General characteristics
- Displacement: 195 tons
- Length: 97 ft 1 in (29.59 m)
- Beam: 22 ft (6.7 m)
- Draft: 9 ft (2.7 m)
- Speed: 10 knots (19 km/h)
- Complement: 17
- Armament: two machine guns

= USS Guide (AMc-83) =

Minesweeper of the United States Navy

USS Guide (AMc-83) was an Accentor-class coastal minesweeper acquired by the U.S. Navy for the dangerous task of removing mines from minefields laid in the water to prevent ships from passing.

Guide was launched 20 September 1941 by the Camden Shipbuilding & Marine Railway Co., Camden, Maine.

==World War II service==
Guide trained from the Mine Warfare School at Yorktown, Virginia, until 17 April 1942 when she sailed to alternately sweep the main shipping channels leading out of Key West, Florida, New Orleans, Louisiana, and Mobile, Alabama. She periodically made brief visits to Pensacola, Florida, for special sweeping duties.

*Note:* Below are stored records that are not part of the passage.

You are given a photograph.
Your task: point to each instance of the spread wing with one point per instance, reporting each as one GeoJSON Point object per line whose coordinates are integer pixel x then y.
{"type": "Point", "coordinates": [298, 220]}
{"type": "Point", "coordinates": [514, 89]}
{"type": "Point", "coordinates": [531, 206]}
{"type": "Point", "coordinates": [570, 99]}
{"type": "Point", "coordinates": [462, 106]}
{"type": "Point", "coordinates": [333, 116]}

Her homeport changed from Mobile to Naval Station, Burrwood, Louisiana, in July 1944. She continued sweeping the approaches to New Orleans, Louisiana, and Mobile until July 1945. She then served the Mine Countermeasures Station at Panama City, Florida, for the remainder of her career.

==Post war inactivation and disposal==
Guide was placed out of service 12 June 1946 and her name was struck from the Navy List 3 July. She was sold to a private purchaser 11 April 1947.